The Fleming, later le Fleming Baronetcy, of Rydal in the County of Westmorland, is a title in the Baronetage of England. It was created on 4 October 1705 for William Fleming, Member of Parliament for Westmorland. The second Baronet was Bishop of Carlisle. The third Baronet represented Cumberland in the British House of Commons. The fourth Baronet was Member of Parliament for Westmorland. He assumed the surname of le Fleming, an ancient version of the family surname. This version of the surname has also been borne by the Baronets from the seventh Baronet onwards. The sixth Baronet, an ordained priest, served as Rector of Windermere.

The family seat was Rydal Hall, near Rydal, Cumbria.

==Fleming, later le Fleming baronets, of Rydal (1705)==
- Sir William Fleming, 1st Baronet (1656–1736)
- Sir George Fleming, 2nd Baronet (c. 1670–1747)
- Sir William Fleming, 3rd Baronet (died 1757)
- Sir Michael le Fleming, 4th Baronet (1748–1806)

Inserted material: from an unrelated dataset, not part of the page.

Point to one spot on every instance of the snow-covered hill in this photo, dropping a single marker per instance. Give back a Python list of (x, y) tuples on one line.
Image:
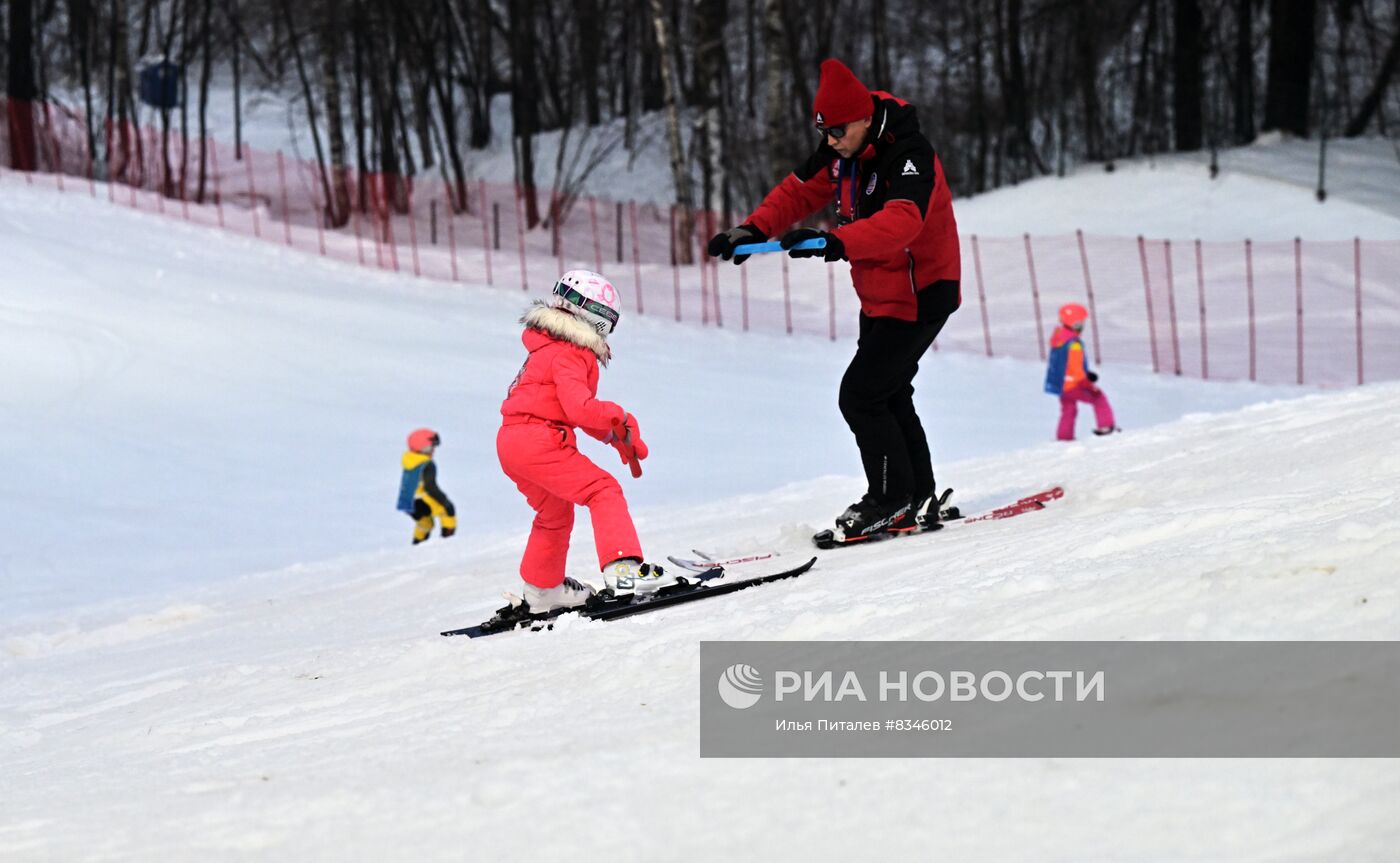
[(216, 640)]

- Sir Daniel Fleming, 5th Baronet (c. 1785–1821)
- Rev. Sir Richard Fleming, 6th Baronet (1791–1857)
- Sir Michael le Fleming, 7th Baronet (1828–1883)

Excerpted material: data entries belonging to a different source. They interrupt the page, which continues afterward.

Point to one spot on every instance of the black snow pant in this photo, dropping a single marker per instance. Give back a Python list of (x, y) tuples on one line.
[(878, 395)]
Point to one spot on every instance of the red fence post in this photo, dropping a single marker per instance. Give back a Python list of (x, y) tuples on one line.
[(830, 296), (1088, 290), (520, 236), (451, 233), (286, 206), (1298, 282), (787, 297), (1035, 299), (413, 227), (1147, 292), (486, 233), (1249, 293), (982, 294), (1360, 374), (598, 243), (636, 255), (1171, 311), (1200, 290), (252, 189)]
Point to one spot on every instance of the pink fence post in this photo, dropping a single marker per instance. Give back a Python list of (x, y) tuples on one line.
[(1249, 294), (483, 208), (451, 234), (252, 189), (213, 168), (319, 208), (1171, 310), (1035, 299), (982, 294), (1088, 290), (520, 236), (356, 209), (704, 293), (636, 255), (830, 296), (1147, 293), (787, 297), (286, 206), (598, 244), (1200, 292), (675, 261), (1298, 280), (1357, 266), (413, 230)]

- Sir Andrew Fleming Hudleston le Fleming, 8th Baronet (1855–1925)
- Sir William Hudleston le Fleming, 9th Baronet (1861–1945)

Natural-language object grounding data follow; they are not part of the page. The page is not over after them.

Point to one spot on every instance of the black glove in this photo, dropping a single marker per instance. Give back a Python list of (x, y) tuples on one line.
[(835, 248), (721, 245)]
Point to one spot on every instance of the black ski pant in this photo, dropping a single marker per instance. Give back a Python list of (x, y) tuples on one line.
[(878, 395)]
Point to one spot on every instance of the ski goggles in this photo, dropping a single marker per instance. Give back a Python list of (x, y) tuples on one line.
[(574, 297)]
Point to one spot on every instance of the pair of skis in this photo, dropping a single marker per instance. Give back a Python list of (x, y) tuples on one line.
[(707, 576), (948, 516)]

- Sir Frank Thomas le Fleming, 10th Baronet (1887–1971)
- Sir William Kelland le Fleming, 11th Baronet (1922–1988)
- Sir Quentin John le Fleming, 12th Baronet (1949–1995)
- Sir David Kelland le Fleming, 13th Baronet (born 1976)

The heir presumptive is the present holder's brother Andrew John le Fleming (born 1979).